本申请实施例中,样本图像可以是指用于训练视频审核模型的图像,该样本图像中可以包括违规对象,如包括枪支、刀具、暴恐等违规对象的图像,则样本图像的分类标签可以是表达样本图像是正常图像或者违规图像的标签,在一个示例中,样本图像为正常图像时分类标签可以为0,样本图像为违规图像时分类标签为1。
在本申请的示例实施例中,可以先获取多个原始图像,对每个原始图像进行图像增强处理和归一化处理得到多个样本图像,基于标注操作确定样本图像的分类标签,示例性地,可以从多个直播视频中截取多个视频图像作为原始图像,然后对每个原始图像进行亮度、对比度、清晰度调整以增强原始图像,并将原始图像的尺寸调整为统一的尺寸,例如调整为长和宽均为224像素的图像,最后对图像的像素值进行归一化处理得到样本图像,并基于人工判断样本图像是否包含违规对象来标注样本图像的分类标签,如果样本图像包含违规对象,则样本图像的分类标签为1,否则样本图像的分类标签为0。
S102、初始化视频审核模型,所述视频审核模型包括一级子模型和二级子模型。
在本申请实施例中,视频审核模型包括级联的一级子模型和二级子模型,一级子模型设置为预测样本图像属于违规图像的第一得分,二级子模型设置为响应于确定第一得分大于预设值,预测样本图像属于违规图像的第二得分。例如,一级子模型和二级子模型可以是分类神经网络,示例性地,一级子模型和二级子模型可以是VGG,残差神经网络(Residual Neural Network,ResNet)以及密集卷积网络(Dense Convolutional Network,DenseNet)等分类神经网络。在训练视频审核模型之前,可以构建一级子模型和二级子模型,并初始化一级子模型和二级子模型的模型参数。
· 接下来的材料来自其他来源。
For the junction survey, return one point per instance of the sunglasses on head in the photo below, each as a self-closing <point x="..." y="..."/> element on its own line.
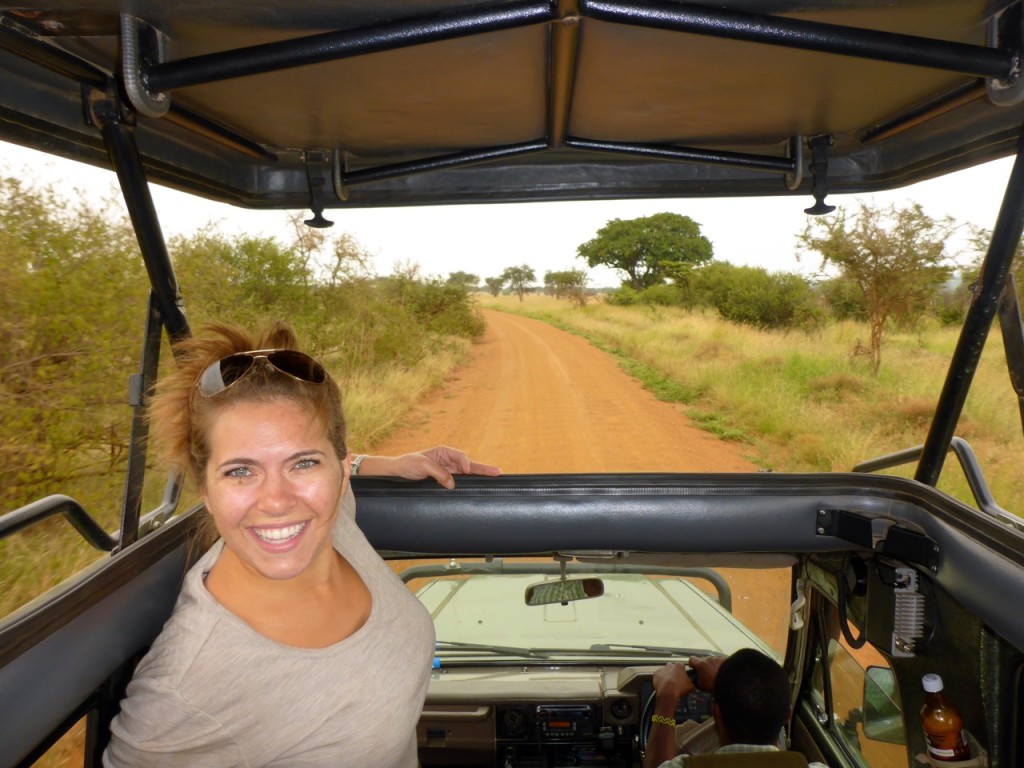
<point x="233" y="368"/>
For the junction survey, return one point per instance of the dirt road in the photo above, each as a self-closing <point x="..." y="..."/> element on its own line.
<point x="534" y="398"/>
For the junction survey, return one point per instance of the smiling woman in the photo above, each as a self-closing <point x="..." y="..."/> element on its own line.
<point x="292" y="594"/>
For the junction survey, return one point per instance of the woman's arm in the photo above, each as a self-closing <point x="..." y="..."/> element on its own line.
<point x="440" y="463"/>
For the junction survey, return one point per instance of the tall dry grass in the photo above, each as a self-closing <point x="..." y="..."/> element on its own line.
<point x="807" y="401"/>
<point x="376" y="403"/>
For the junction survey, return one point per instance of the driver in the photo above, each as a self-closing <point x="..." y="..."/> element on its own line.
<point x="751" y="705"/>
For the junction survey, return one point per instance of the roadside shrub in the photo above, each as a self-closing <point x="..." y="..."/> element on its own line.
<point x="752" y="296"/>
<point x="441" y="307"/>
<point x="662" y="296"/>
<point x="624" y="296"/>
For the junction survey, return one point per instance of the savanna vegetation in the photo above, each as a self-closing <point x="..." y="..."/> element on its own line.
<point x="73" y="303"/>
<point x="805" y="400"/>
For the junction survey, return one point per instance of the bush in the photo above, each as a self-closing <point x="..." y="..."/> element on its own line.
<point x="752" y="296"/>
<point x="662" y="296"/>
<point x="624" y="296"/>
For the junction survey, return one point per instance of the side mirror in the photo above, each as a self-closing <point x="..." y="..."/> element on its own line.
<point x="883" y="715"/>
<point x="563" y="591"/>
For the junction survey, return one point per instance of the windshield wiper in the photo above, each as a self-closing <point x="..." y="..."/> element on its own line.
<point x="654" y="649"/>
<point x="501" y="650"/>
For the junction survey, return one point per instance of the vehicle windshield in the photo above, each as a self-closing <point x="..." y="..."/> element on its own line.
<point x="645" y="612"/>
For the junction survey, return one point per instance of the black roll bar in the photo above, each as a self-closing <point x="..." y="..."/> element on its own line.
<point x="440" y="162"/>
<point x="50" y="506"/>
<point x="331" y="46"/>
<point x="124" y="156"/>
<point x="689" y="155"/>
<point x="964" y="364"/>
<point x="140" y="386"/>
<point x="796" y="33"/>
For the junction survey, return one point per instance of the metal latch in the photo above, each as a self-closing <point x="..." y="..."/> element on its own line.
<point x="882" y="535"/>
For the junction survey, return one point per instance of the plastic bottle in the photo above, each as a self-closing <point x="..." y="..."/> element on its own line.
<point x="942" y="723"/>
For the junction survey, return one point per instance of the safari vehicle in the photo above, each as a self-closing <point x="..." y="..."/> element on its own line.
<point x="324" y="105"/>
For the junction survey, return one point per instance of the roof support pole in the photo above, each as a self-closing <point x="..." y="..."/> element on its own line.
<point x="123" y="152"/>
<point x="994" y="269"/>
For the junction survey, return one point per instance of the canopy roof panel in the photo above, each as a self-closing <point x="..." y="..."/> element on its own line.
<point x="278" y="103"/>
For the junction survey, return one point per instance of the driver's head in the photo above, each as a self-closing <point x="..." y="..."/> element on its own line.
<point x="753" y="696"/>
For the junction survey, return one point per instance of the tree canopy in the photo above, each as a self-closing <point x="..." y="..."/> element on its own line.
<point x="648" y="249"/>
<point x="895" y="256"/>
<point x="519" y="279"/>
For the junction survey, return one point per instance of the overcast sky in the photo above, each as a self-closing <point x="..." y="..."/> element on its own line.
<point x="485" y="239"/>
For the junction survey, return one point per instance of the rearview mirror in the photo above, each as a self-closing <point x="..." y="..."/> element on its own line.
<point x="563" y="591"/>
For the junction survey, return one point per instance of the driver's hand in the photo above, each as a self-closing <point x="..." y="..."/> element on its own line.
<point x="707" y="669"/>
<point x="672" y="683"/>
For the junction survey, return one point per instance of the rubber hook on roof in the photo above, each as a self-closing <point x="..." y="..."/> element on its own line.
<point x="819" y="170"/>
<point x="320" y="176"/>
<point x="795" y="150"/>
<point x="151" y="104"/>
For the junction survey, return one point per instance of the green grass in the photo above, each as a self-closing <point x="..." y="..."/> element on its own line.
<point x="806" y="401"/>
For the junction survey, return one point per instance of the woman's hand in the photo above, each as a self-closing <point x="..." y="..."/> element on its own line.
<point x="440" y="463"/>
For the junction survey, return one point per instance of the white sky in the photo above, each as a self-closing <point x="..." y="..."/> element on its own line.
<point x="485" y="239"/>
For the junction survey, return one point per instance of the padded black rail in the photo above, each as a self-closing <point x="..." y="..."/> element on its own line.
<point x="51" y="506"/>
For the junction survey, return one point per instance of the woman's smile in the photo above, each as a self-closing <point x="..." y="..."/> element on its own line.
<point x="272" y="485"/>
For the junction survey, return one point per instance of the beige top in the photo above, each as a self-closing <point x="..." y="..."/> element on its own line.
<point x="214" y="692"/>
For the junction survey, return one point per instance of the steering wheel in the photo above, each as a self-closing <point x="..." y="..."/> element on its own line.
<point x="647" y="712"/>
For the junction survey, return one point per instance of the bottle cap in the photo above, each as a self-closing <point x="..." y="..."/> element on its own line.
<point x="932" y="683"/>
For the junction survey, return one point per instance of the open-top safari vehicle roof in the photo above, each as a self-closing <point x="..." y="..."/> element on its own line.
<point x="338" y="104"/>
<point x="334" y="104"/>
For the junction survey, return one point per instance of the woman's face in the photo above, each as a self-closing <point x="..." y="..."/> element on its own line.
<point x="272" y="485"/>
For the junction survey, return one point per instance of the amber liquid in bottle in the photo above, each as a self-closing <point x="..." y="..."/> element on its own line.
<point x="942" y="723"/>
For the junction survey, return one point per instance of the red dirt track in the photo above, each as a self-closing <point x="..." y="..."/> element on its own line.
<point x="532" y="398"/>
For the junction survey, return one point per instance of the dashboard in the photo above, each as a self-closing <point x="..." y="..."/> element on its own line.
<point x="528" y="716"/>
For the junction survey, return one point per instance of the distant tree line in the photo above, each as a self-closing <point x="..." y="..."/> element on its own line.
<point x="886" y="266"/>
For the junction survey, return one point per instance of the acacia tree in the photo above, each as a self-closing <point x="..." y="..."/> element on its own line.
<point x="519" y="280"/>
<point x="895" y="256"/>
<point x="648" y="249"/>
<point x="980" y="241"/>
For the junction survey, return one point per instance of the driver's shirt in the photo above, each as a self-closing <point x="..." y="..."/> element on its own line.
<point x="214" y="692"/>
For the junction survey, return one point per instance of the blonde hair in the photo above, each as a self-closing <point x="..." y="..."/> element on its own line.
<point x="180" y="419"/>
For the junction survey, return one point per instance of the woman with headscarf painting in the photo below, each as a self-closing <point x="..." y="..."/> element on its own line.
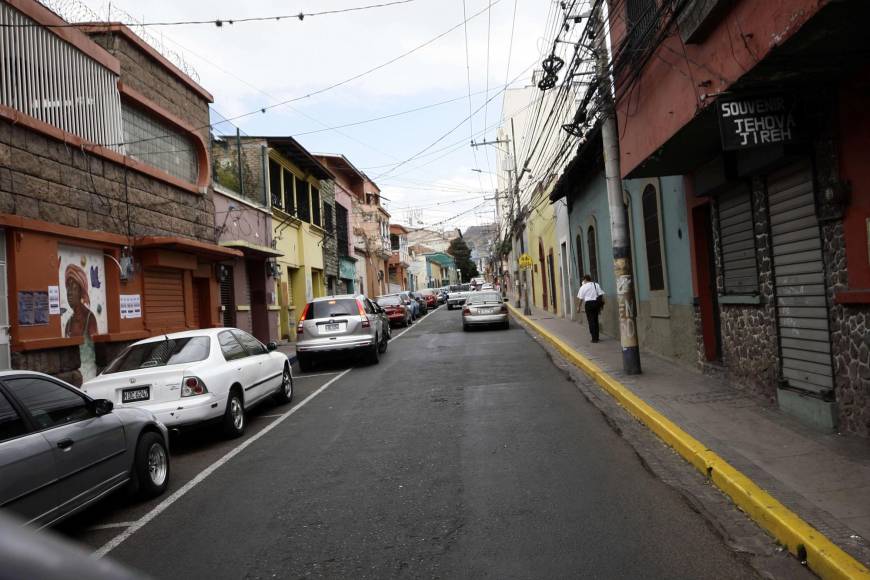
<point x="82" y="321"/>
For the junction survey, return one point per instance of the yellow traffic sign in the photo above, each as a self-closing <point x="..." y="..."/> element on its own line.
<point x="525" y="261"/>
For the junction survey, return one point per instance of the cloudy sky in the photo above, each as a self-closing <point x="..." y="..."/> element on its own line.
<point x="247" y="66"/>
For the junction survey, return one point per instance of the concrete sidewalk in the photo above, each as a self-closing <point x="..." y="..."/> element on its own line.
<point x="823" y="478"/>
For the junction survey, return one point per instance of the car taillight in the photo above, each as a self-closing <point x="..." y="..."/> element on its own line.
<point x="192" y="386"/>
<point x="302" y="319"/>
<point x="364" y="320"/>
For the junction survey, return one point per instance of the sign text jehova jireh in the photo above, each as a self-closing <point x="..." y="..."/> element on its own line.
<point x="746" y="122"/>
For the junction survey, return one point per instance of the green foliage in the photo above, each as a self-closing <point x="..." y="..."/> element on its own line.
<point x="462" y="256"/>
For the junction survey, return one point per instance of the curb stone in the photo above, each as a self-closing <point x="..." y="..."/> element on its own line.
<point x="801" y="539"/>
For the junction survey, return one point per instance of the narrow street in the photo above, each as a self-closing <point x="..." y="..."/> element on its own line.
<point x="460" y="455"/>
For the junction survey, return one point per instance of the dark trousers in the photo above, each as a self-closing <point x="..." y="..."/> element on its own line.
<point x="592" y="309"/>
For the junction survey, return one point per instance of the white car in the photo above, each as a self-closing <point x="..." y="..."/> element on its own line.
<point x="194" y="376"/>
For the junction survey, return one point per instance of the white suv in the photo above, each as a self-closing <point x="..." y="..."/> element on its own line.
<point x="334" y="326"/>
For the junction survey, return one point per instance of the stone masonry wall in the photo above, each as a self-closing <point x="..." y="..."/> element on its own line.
<point x="750" y="350"/>
<point x="330" y="243"/>
<point x="150" y="78"/>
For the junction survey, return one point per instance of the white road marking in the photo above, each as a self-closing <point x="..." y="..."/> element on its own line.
<point x="110" y="526"/>
<point x="317" y="375"/>
<point x="182" y="491"/>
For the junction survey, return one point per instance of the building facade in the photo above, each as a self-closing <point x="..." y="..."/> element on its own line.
<point x="766" y="119"/>
<point x="105" y="202"/>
S103、采用所述第一样本图像训练所述一级子模型,并根据所述分类标签计算所述一级子模型对所述第一样本图像进行分类的分类损失率。
例如,可以从多个第一样本图像中随机提取第一样本图像输入初始化之后的一级子模型中得到第一样本图像属于违规图像的得分,并根据该得分和第一样本图像的分类标签计算一级子模型对第一样本图像进行分类的分类损失率,示例性地,可以直接计算得分与分类标签的差值的绝对值作为分类损失率,还可以根据得分与分类标签的均方差等作为分类损失率,或者还可以通过其他方式计算分类损失率,本申请实施例对计算分类损失率的方式不加以限制。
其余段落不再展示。